John Torkel Wallmark (4 June 1919 – 5 February 2007) was a Swedish electrical engineer and researcher in semiconductor electronics and innovation technology.

Torkel Wallmark was born in Stockholm. He graduated from KTH Royal Institute of Technology in 1944, became licentiate of engineering in 1947 and doctor of technology in 1953. He was a researcher at the Radio Corporation of America in Princeton, US 1953–1964 and a member of the team awarded the RCA 1964 David Sarnoff Outstanding Team Award in Science.

In 1964, he returned to Sweden as a professor in solid state electronics at Chalmers University of Technology. (The professorship was initially named electron physics III.) In 1983 he transferred to a personal professorship in innovation technology at Chalmers, which was the first in this subject area in Sweden. Wallmark has contributed to the establishment of seed companies that are based on research performed at Swedish universities of technology, especially at the Chalmers University of Technology.

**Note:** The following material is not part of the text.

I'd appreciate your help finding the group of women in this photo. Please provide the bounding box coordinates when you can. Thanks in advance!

Torkel Wallmark became a member of the Royal Swedish Academy of Engineering Sciences in 1970 and a member of the Royal Swedish Academy of Sciences in 1984. He was awarded the 1982 Polhem Award for research in the field of solid state electronics, the KTH Foundation's Large Award in 1989 for building an innovation center at Chalmers and the Royal Swedish Academy of Engineering Sciences major gold medal in 1989 with the motivation "for his internationally outstanding efforts in semiconductor technology and his incentive for industrial new enterprise".